Petitioner, relying again on Heasley, suggests that he did all that was necessary because he was an "unsophisticated" investor. It is true that the Court of Appeals for the Fifth Circuit in Heasley found that "moderate-income" and "unsophisticated" investors were not negligent when they failed to independently investigate an investment in a tax shelter. Heasley v. Commissioner [90-1 USTC ╤ 50,314], 902 F.2d at 383-384. That, however, is not the case before us here.

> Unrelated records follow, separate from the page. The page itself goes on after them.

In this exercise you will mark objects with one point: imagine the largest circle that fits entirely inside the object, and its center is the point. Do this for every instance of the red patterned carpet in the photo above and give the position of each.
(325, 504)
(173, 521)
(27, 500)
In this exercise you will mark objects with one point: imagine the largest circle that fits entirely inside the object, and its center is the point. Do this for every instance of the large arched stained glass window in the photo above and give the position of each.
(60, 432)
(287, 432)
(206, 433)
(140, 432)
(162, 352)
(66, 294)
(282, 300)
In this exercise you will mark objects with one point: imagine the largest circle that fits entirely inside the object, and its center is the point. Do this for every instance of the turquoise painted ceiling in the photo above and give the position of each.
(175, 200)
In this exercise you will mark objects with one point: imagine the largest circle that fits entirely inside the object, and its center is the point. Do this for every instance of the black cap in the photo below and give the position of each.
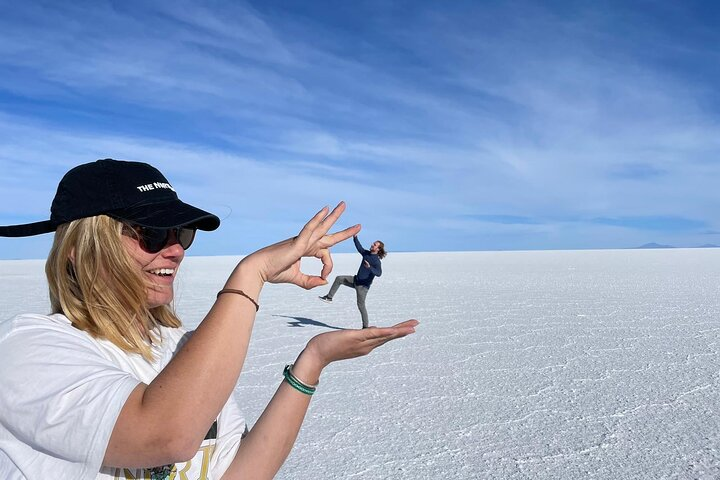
(131, 191)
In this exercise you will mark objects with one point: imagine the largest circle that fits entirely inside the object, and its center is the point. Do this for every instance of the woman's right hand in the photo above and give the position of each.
(330, 347)
(280, 263)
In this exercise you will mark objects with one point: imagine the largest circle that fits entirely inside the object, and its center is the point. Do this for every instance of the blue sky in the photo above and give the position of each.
(444, 125)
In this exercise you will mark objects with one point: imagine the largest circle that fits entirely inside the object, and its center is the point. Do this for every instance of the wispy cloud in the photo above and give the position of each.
(421, 117)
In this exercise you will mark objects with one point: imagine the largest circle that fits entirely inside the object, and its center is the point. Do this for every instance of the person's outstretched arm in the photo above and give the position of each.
(267, 445)
(165, 421)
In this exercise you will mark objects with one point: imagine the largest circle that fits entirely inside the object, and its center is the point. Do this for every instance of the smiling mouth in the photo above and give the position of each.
(162, 272)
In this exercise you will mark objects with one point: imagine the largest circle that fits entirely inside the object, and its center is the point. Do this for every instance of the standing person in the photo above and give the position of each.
(370, 267)
(109, 385)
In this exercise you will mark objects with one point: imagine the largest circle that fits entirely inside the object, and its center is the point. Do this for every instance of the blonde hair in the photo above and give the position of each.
(96, 284)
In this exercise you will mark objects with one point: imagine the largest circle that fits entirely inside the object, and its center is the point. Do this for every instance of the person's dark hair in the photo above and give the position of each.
(381, 251)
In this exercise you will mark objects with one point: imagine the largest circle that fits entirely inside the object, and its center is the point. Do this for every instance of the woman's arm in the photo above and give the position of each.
(165, 421)
(359, 247)
(265, 448)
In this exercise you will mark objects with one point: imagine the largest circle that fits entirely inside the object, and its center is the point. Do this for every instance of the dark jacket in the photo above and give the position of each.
(366, 275)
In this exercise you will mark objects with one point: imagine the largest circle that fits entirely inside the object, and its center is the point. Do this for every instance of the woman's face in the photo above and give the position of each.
(158, 268)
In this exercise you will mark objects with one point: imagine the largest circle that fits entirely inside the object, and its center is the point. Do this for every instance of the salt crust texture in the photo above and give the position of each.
(543, 365)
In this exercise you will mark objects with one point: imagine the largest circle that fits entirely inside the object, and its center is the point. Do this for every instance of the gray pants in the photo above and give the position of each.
(360, 291)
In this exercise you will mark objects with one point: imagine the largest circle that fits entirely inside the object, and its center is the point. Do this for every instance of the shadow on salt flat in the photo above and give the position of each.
(303, 321)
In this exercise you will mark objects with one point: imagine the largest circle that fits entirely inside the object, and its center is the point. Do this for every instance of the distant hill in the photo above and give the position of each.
(655, 245)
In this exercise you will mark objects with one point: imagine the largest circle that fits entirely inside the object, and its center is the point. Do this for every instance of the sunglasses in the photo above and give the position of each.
(152, 239)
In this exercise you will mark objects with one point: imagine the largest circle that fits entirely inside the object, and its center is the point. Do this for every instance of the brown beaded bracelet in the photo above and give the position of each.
(239, 292)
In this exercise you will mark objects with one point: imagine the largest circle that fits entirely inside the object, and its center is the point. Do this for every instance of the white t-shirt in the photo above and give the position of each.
(61, 392)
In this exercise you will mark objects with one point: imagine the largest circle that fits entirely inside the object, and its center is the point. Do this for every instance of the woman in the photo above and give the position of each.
(109, 386)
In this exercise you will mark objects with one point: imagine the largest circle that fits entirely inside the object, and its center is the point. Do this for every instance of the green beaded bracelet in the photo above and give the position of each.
(296, 383)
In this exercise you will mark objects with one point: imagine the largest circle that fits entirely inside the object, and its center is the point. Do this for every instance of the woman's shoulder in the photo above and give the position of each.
(31, 321)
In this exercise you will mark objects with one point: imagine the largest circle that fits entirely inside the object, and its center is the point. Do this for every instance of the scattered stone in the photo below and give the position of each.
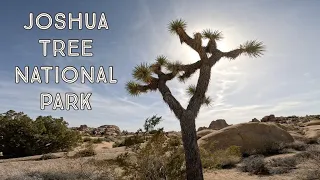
(255, 120)
(218, 124)
(251, 137)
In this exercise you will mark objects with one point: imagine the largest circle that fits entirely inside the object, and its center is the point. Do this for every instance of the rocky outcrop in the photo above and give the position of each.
(255, 120)
(290, 119)
(202, 128)
(313, 123)
(111, 130)
(270, 118)
(83, 127)
(312, 133)
(251, 137)
(204, 132)
(218, 124)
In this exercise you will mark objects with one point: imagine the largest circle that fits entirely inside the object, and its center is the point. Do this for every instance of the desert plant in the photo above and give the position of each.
(98, 140)
(160, 158)
(87, 139)
(86, 152)
(254, 164)
(221, 158)
(48, 156)
(282, 165)
(22, 136)
(153, 77)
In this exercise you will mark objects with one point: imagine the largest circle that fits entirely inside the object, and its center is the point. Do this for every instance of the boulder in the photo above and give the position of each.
(297, 136)
(83, 127)
(255, 120)
(270, 118)
(313, 123)
(251, 137)
(202, 128)
(218, 124)
(204, 132)
(312, 133)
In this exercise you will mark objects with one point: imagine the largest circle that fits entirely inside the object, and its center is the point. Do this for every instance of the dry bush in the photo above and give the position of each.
(310, 161)
(130, 141)
(86, 152)
(98, 140)
(160, 158)
(254, 164)
(297, 145)
(48, 156)
(221, 158)
(282, 165)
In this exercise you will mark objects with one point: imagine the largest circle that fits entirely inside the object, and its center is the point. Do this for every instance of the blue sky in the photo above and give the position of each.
(285, 81)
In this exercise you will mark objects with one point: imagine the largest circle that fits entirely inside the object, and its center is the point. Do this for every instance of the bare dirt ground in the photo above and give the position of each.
(18, 167)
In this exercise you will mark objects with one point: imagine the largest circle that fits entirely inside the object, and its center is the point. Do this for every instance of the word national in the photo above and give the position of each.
(65, 48)
(61, 21)
(49, 71)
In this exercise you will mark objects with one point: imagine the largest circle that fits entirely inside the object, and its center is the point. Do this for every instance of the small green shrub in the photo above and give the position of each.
(97, 140)
(87, 139)
(130, 141)
(48, 156)
(254, 164)
(86, 152)
(160, 158)
(221, 158)
(282, 165)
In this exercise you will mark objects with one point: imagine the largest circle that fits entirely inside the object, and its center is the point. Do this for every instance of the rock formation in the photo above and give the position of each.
(218, 124)
(251, 137)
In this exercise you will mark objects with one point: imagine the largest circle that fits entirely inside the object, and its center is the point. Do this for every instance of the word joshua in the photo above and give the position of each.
(50, 71)
(61, 21)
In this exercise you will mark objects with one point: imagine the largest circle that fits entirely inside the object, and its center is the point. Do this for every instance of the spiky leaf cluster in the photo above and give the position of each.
(162, 60)
(191, 90)
(253, 48)
(174, 67)
(142, 73)
(175, 25)
(215, 35)
(207, 101)
(133, 88)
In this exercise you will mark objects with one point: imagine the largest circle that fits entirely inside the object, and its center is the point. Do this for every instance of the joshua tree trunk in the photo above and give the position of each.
(192, 154)
(154, 78)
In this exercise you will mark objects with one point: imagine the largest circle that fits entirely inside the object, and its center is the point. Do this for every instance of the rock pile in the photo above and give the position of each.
(218, 124)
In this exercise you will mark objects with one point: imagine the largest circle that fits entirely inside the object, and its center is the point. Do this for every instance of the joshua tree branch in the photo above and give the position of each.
(172, 102)
(202, 85)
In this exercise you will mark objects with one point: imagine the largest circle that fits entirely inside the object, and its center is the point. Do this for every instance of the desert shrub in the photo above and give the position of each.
(86, 152)
(48, 156)
(97, 140)
(160, 158)
(273, 148)
(282, 165)
(254, 164)
(130, 141)
(87, 139)
(22, 136)
(311, 163)
(297, 145)
(221, 158)
(109, 139)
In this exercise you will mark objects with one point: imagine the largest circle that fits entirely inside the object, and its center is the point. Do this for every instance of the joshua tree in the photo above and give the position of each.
(152, 77)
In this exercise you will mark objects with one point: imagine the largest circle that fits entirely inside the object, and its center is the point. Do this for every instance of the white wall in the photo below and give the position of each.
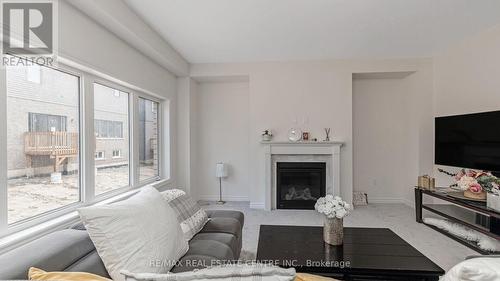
(83, 41)
(467, 79)
(222, 136)
(319, 92)
(383, 146)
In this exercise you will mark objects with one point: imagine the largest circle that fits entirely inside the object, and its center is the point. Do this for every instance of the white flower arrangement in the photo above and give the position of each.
(332, 207)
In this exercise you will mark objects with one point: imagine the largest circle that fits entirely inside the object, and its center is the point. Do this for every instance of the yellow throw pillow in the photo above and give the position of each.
(311, 277)
(38, 274)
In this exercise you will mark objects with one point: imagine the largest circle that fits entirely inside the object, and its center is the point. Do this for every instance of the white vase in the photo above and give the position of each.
(493, 201)
(333, 231)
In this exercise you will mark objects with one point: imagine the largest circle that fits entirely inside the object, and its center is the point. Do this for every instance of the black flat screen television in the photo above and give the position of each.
(469, 141)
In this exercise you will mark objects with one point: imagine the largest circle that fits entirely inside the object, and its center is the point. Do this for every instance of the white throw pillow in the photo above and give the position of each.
(171, 194)
(139, 234)
(241, 272)
(476, 269)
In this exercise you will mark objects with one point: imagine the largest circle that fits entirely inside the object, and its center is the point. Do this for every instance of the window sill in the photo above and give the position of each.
(27, 235)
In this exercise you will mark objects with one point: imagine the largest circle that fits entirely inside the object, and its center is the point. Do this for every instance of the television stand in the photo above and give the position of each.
(472, 214)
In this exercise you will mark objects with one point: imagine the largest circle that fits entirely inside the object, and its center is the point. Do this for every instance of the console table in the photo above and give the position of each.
(472, 214)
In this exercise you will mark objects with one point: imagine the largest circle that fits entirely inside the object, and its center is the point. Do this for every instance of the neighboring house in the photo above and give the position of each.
(44, 108)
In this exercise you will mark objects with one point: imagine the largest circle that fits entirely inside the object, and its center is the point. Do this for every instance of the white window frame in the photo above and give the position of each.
(96, 157)
(119, 155)
(87, 77)
(160, 142)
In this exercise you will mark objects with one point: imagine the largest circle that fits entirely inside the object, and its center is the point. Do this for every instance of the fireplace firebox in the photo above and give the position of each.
(299, 184)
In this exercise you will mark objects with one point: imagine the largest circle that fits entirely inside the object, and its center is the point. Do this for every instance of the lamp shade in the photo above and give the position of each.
(221, 170)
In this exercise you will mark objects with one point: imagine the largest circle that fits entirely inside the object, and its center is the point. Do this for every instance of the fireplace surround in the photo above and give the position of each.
(282, 151)
(299, 184)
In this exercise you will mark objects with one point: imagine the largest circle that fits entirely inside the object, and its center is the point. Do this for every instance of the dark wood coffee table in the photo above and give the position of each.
(367, 254)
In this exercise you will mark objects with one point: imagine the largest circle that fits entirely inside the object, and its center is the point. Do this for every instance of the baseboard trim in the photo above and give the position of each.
(257, 205)
(385, 200)
(225, 198)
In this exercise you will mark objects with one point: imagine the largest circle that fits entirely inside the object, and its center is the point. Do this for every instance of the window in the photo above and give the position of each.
(111, 115)
(108, 129)
(99, 155)
(45, 109)
(148, 139)
(117, 153)
(42, 141)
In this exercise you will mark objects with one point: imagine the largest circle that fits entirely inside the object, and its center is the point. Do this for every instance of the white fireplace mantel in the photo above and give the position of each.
(300, 148)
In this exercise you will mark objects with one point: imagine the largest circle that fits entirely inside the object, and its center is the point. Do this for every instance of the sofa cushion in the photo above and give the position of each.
(224, 238)
(227, 214)
(41, 275)
(190, 215)
(90, 263)
(135, 233)
(53, 252)
(204, 253)
(223, 225)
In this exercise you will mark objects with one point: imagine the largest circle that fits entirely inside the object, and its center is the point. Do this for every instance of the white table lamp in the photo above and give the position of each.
(220, 172)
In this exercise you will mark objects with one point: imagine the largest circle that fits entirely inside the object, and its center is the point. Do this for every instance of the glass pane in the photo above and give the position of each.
(111, 108)
(42, 141)
(148, 139)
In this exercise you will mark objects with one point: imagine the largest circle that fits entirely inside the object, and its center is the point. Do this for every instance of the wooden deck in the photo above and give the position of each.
(57, 145)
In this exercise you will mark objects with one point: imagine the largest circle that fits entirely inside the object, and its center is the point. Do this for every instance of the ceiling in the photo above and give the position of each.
(220, 31)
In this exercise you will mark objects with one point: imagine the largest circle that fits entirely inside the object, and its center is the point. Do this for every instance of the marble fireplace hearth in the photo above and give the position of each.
(286, 152)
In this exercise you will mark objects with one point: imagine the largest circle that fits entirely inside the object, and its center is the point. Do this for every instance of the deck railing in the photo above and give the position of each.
(51, 143)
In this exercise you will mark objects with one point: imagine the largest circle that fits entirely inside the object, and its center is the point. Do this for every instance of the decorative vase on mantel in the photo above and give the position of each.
(333, 231)
(493, 201)
(334, 209)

In this regard, we are continually surprised to discover, after Heasley, how the definition of an "unsophisticated" and "moderate-income" investor has been expanded to include well-educated persons who have established or been engaged in lucrative businesses and professions. Indeed, if petitioner fits within that description, it would appear that at least some of the taxpayers in Freytag were similarly situated. But in Freytag the additions to tax for negligence were affirmed by the same court that had decided Heasley just a month before. Heasley does not shield petitioners from the additions to tax for negligence. Petitioners have not shown that they used due care, and respondent's determinations with respect to the additions to tax under section 6653(a) are sustained.
To reflect petitioners' concession of the deficiencies and our conclusions on the disputed issues,
Decision will be entered for respondent.